Monday, December 09, 2002

I used to get in trouble in grade school for talking too much. My fifth-grade teacher called my mom at least a few times for parent-teacher conferences, saying that my mom ought to tell me that she was the teacher and I was not! I guess I saw it was my job to explain to my fellow classmates many things during class time (when I wasn't supposed to, obviously.)

I thought I had grown up since then. I didn't speak up much in college, didn't participate much in class discussion. It probably wasn't out of a mature humility or submissive attitude, rather I think I just wasn't prepared and didn't have anything meaningful to add! Even now, I wish I had more to say in my law classes.
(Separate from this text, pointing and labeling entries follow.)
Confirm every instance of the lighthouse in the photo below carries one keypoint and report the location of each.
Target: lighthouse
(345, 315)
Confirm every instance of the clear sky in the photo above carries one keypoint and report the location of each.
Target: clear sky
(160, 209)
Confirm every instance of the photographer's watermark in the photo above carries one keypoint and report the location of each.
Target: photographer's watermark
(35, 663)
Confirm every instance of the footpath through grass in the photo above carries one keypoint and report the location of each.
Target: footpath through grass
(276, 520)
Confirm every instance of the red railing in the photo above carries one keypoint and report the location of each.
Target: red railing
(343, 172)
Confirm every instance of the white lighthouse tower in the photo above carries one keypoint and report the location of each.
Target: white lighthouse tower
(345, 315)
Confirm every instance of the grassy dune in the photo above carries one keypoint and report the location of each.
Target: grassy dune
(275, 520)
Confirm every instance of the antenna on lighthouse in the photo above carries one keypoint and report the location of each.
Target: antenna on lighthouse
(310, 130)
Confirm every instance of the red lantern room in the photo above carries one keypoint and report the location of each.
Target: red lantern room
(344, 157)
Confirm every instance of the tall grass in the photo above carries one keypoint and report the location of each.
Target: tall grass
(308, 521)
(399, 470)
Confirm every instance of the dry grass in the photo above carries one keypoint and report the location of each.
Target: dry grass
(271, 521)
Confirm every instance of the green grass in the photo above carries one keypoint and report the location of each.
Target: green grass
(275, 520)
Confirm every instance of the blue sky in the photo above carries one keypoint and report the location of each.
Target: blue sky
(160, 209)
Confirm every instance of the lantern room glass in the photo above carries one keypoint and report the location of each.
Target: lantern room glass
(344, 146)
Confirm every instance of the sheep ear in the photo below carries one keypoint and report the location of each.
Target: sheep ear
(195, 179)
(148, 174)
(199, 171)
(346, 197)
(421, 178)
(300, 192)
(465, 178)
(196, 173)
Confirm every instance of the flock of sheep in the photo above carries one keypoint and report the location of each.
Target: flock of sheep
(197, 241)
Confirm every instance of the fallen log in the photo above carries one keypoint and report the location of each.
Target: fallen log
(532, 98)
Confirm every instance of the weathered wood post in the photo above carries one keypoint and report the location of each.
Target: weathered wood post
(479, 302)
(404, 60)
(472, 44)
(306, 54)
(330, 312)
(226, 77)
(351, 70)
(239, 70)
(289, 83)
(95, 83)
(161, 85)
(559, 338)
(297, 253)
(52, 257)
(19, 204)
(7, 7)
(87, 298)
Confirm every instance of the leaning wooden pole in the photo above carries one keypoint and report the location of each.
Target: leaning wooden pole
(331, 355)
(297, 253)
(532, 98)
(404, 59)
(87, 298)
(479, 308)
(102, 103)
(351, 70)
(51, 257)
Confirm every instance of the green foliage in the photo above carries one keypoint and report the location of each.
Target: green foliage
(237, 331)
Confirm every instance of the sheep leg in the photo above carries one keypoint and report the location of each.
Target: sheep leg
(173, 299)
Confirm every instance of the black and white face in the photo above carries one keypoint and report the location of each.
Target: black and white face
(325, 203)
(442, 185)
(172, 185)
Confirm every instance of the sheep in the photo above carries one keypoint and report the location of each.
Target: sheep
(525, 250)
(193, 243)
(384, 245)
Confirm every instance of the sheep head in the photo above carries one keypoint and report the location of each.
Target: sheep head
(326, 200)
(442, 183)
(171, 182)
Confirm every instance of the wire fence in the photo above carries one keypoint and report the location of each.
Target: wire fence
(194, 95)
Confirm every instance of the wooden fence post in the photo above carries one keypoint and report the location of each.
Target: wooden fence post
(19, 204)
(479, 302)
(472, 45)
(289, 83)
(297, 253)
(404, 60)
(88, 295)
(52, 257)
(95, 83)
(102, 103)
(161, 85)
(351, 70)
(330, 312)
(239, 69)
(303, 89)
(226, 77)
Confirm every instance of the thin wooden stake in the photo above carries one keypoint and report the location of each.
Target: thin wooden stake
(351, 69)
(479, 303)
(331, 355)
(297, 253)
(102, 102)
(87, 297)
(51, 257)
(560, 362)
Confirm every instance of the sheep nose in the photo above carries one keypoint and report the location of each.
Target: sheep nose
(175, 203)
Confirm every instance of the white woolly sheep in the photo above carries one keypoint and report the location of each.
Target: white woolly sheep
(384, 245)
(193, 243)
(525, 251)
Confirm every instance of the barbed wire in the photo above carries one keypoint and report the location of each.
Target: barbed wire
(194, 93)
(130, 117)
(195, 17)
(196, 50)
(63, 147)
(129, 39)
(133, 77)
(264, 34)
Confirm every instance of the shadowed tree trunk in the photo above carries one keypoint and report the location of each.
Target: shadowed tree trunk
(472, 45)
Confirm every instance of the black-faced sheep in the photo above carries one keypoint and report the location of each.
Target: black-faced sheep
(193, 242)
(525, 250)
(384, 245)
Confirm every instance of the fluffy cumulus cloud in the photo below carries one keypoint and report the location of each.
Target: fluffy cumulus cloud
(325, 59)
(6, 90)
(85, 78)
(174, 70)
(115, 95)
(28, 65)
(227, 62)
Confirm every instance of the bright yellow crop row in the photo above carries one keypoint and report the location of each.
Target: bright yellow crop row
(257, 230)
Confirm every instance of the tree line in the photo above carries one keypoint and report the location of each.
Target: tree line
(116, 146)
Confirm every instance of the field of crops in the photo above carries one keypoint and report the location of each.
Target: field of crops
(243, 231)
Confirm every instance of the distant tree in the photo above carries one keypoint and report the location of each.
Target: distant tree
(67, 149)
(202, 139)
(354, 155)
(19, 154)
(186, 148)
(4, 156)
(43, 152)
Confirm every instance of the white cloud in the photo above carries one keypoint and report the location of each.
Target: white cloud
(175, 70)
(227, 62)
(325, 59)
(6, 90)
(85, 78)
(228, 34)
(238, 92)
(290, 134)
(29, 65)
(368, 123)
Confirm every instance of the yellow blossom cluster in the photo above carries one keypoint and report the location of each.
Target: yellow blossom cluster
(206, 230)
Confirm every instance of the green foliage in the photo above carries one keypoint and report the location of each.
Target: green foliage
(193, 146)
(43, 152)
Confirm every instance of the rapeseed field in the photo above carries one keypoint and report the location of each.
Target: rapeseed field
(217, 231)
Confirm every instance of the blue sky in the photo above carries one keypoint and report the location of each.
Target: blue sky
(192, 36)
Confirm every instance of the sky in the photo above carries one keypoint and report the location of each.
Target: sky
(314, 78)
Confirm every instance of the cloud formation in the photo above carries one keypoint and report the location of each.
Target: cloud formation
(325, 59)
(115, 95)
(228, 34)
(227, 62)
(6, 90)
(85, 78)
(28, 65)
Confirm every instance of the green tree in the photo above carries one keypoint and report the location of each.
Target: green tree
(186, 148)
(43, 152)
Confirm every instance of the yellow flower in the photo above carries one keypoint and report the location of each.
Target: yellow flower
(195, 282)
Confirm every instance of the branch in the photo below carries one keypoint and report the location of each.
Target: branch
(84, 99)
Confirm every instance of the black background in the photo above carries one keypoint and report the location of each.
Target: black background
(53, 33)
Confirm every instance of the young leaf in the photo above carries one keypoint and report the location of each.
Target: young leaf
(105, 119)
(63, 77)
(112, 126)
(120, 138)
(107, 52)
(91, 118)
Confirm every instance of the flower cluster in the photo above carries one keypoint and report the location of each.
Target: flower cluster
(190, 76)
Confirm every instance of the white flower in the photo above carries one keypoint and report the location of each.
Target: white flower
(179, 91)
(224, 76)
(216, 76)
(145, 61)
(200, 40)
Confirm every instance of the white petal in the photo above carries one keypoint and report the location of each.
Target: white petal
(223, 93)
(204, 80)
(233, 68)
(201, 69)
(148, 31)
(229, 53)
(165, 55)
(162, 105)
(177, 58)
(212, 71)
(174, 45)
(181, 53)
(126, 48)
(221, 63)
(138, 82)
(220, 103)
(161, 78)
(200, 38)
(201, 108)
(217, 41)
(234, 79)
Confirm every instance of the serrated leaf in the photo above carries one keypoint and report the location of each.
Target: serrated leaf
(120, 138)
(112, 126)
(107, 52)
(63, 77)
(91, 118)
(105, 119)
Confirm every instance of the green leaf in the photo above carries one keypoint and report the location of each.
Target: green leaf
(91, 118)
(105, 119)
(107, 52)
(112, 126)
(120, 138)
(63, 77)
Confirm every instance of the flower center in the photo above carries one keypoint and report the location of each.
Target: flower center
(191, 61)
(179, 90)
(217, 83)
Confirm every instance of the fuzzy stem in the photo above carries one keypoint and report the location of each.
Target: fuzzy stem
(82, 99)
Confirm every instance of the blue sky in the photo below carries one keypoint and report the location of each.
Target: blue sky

However, the Bible isn't kidding when it says the tongue can be evil and cause a lot of damage. Or rather, the person with the tongue is the evil one and wields it to cause damage. I really haven't changed so much. It can be so subtle at times... like I didn't mean for it to mean what it sounded like... or you're just being sensitive and I really meant something else...or I'm right and you're wrong and I'm going to show you... I'm sorry, I shouldn't have said that. I'm sorry.... I'm sorrry.... I'm sorry....but then, you can't take it back. What's been said has been said.

It was my pride you know, defending myself against the criticism. I had good reasons for saying what I did, after all! I'm on the right side, here! Who are you to tell me that I wasn't careful with my words?!?! In my efforts to prove myself blameless, I hurt that person though. I didn't care about the method, or the words... gosh, didn't I sound persuasive even to my own ears!.... all I wanted was to be vindicated. This was justice!

And in the process, I did some terrible damage. I asked for forgiveness, but I can't take back the words. And they will be ringing between us now.